Taranto, profitti contro salute

1 dicembre 2012 at 05:35 Lascia un commento

Taranto-Ilva3Il governo vara un decreto per far produrre gli impianti dell’Ilva posti a Taranto sotto sequestro dalla magistratura in quanto pericolosi per la salute.
In poche parole si fa un salto indietro di tre secoli e viene infranto il principio della tripartizione dei poteri, quella tripartizione che da D’Alambert (1717-1783) in poi mira a garantire al potere giudiziario l’assoluta indipendenza dal potere esecutivo e quindi dal potere politico.
E tutto ciò avviene mentre a Taranto ogni mese muoiono due persone in più per inquinamento industriale. Lo dice una autorevole perizia commissionata dalla magistratura.
Nel quartiere Tamburi i bambini sono costretti a “fumare” un equivalente di mille sigarette all’anno.

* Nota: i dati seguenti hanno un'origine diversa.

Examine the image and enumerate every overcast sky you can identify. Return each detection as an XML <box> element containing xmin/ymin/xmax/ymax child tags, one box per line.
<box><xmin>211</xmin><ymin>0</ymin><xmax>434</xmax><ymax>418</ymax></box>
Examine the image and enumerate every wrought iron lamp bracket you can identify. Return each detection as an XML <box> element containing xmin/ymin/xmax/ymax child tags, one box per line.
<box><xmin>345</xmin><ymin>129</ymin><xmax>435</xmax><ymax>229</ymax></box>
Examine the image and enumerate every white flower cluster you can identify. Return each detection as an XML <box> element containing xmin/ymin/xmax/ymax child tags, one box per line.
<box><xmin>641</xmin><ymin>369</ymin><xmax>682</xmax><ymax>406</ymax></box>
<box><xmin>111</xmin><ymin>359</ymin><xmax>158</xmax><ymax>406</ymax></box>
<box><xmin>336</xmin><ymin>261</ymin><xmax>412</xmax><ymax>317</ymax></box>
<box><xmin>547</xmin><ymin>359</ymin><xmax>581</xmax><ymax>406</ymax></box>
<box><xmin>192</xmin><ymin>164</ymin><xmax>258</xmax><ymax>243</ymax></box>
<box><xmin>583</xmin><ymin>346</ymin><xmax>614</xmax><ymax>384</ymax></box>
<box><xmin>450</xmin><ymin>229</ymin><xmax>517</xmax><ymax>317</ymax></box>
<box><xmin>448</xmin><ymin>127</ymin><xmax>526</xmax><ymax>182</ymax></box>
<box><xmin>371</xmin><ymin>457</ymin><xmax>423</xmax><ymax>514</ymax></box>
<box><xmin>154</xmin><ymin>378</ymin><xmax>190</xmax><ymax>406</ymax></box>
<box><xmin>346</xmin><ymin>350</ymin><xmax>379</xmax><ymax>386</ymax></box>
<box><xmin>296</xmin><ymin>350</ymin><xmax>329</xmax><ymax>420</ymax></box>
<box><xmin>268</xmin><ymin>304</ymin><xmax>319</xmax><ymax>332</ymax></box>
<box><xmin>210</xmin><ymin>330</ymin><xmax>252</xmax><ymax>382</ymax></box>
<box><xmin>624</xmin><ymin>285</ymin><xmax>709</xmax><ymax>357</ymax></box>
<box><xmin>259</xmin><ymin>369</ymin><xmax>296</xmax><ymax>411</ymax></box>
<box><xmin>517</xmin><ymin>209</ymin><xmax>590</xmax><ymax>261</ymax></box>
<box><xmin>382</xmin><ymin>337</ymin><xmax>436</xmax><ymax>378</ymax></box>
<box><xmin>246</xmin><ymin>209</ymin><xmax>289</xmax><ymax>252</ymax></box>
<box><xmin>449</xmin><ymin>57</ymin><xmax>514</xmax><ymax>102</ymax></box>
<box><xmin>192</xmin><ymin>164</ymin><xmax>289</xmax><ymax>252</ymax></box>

Inalano benzo(a)pirene cancerogeno in quantità inaccettabile.
Non è possibile che oggi non scatti un moto di indignazione e di protesta paragonabile a quello che scattava quando Berlusconi tentava di interferire con l’azione moralizzatrice della magistratura.

Qualcuno potrebbe dire che il potere politico sta facendo di tutto – persino un decreto legge anticostituzionale – per difendere i posti di lavoro degli operai dell’Ilva. Falso. Assolutamente falso.
Se il potere politico volesse veramente giocare tutte le carte e avesse a cuore questi operai, chiederebbe il ritiro dall’Afghanistan di una missione che costa 780 milioni di euro l’anno, una somma sufficiente a impiegare ventimila lavoratori nella bonifica dei terreni inquinati, riconvertendo operai che inquinano in lavoratori che disinquinano.
Se il potere politico avesse a cuore la sorte degli operai dell’Ilva, non darebbe il proprio appoggio al prepensionamento di 30 mila militari per risparmiare sul personale della Difesa e poter così investire massicciamente sugli aerei da guerra F35.
Tutto questo avviene mentre emergono le intercettazioni telefoniche che attestano il coinvolgimento di importanti esponenti politici nel disastro ambientale di Taranto, intercettati dalla Procura mentre si accordavano amabilmente con uomini dell’azienda Ilva.
La Procura di Taranto punta adesso ad indagare per “associazione a delinquere”.
All’ipotesi di reato di disastro ambientale doloso e colposo, si aggiunge l’inquietante ombra di un accordo politico trasversale che governava i destini di Taranto, in combutta con un’azienda inquinante che emetteva quattromila tonnellate all’anno di polveri.
A Taranto è nata un’inchiesta del peso di Mani Pulite. Nasce sulla questione della salute. La Procura di Taranto merita la solidarietà di tutta l’Italia.